Mass storage subsystems provide increasing storage capacity to meet user demands from host computer system applications. Various storage device configurations are known and used to meet the demand for higher storage capacity whilst maintaining or enhancing the reliability of the mass storage subsystem.
One of the storage configurations that meets demands for increased capacity and reliability is the use of multiple smaller storage modules which are configured to permit redundancy of stored data to ensure data integrity in case of failures. In such redundant subsystems, recovery from many types of failure can be automated within the storage subsystem itself due to the use of data redundancy. An example of such a redundant subsystem is redundant arrays of inexpensive disks (RAID).
Storage subsystems have one or more storage controllers that manage the storage and provide upstream interfaces for I/O to the storage. The storage controller manages an array of storage devices for one or more host systems. The storage controller makes the array of storage devices appear to a host system to be a single, high capacity storage device.
A hardware card that plugs into some form of data communications bus that provides the function of a storage controller is referred to as an adapter card.
Trace tables are data buffers that are filled as a program executes with time-stamped status information about what the program is doing. In the embedded firmware development environment found on storage adapter cards and storage controller systems (both now referred to generally as storage controllers), trace tables are a key instrument to allow problem determination during development and for in field support. In these situations other methods of recording ongoing status information, for example printed outputs to a terminal display, are not available for performance reasons.

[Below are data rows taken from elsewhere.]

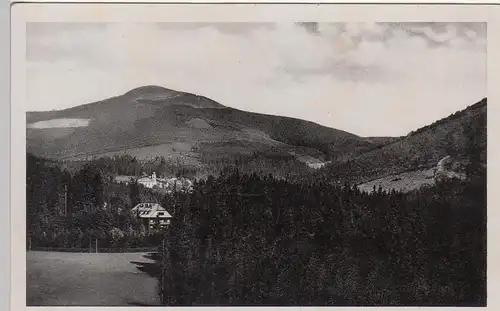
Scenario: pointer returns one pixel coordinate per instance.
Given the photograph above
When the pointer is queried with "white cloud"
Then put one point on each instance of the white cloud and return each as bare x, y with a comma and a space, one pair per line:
282, 70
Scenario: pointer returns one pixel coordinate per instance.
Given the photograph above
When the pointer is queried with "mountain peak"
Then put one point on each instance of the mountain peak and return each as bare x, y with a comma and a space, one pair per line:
151, 90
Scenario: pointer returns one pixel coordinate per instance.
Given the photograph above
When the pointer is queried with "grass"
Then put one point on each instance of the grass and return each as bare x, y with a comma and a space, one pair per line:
86, 279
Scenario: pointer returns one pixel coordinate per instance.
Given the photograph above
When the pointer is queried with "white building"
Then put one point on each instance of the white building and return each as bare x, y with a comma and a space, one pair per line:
152, 214
148, 182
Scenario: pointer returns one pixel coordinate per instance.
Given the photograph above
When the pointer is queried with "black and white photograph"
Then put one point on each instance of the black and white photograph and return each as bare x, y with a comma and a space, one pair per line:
256, 163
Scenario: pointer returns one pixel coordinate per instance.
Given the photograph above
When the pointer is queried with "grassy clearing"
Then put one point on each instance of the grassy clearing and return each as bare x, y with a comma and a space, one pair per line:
83, 279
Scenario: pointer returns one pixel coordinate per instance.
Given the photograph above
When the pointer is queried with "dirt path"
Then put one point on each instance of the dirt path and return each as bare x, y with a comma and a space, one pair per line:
83, 279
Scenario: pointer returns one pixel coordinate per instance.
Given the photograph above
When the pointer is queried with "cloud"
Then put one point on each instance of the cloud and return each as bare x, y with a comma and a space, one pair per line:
370, 79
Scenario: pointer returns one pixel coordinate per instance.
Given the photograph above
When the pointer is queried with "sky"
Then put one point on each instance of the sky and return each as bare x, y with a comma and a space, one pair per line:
370, 79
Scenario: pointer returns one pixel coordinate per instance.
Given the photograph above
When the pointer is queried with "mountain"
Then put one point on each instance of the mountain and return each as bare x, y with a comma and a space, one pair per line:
150, 121
412, 159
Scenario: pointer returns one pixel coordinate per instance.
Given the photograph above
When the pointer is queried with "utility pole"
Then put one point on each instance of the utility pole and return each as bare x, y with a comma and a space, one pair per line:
65, 200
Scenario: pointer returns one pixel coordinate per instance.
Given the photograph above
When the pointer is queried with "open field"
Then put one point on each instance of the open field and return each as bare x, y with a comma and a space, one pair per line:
86, 279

Presently trace tables in storage controller systems are stored in non-persistent memory. In storage controller embedded firmware environments, memory usage is very limited and primarily reserved for I/O data path usage.
The use of this memory for the trace tables is limited by the cost of memory and its physical size. This limits the amount of memory usable for the trace table data. This trace table size limitation leads to the trace tables wrapping, sometimes within seconds depending on the system and the load conditions. This can cause valuable trace information to be lost as a problem develops over a given period. The loss of such trace information slows or even prevents problem determination.
A usual solution to the problem of analysis being frustrated by key information in the trace table being overwritten by more recent entries is to devise alternative ways to stop the code earlier. This has the disadvantage that it is time consuming and requires problem recreation which is not always possible.
The trace table data can be transferred or ‘dumped’ to disk during a controlled system shutdown for problem determination but this is not always possible due to memory restrictions. In such conditions, since the trace table data is stored in non-persistent memory the trace table information is lost. The trace table information is also not continuous through the reset, which is potentially when problem determination is required. This can again cause valuable trace information to be lost.
It is an aim of the present invention to provide a method and apparatus for recording trace table information in storage systems in which allows large amounts of trace data to be recorded providing an extended trace history. An extended trace history is required to determine problems that develop gradually over a period of time.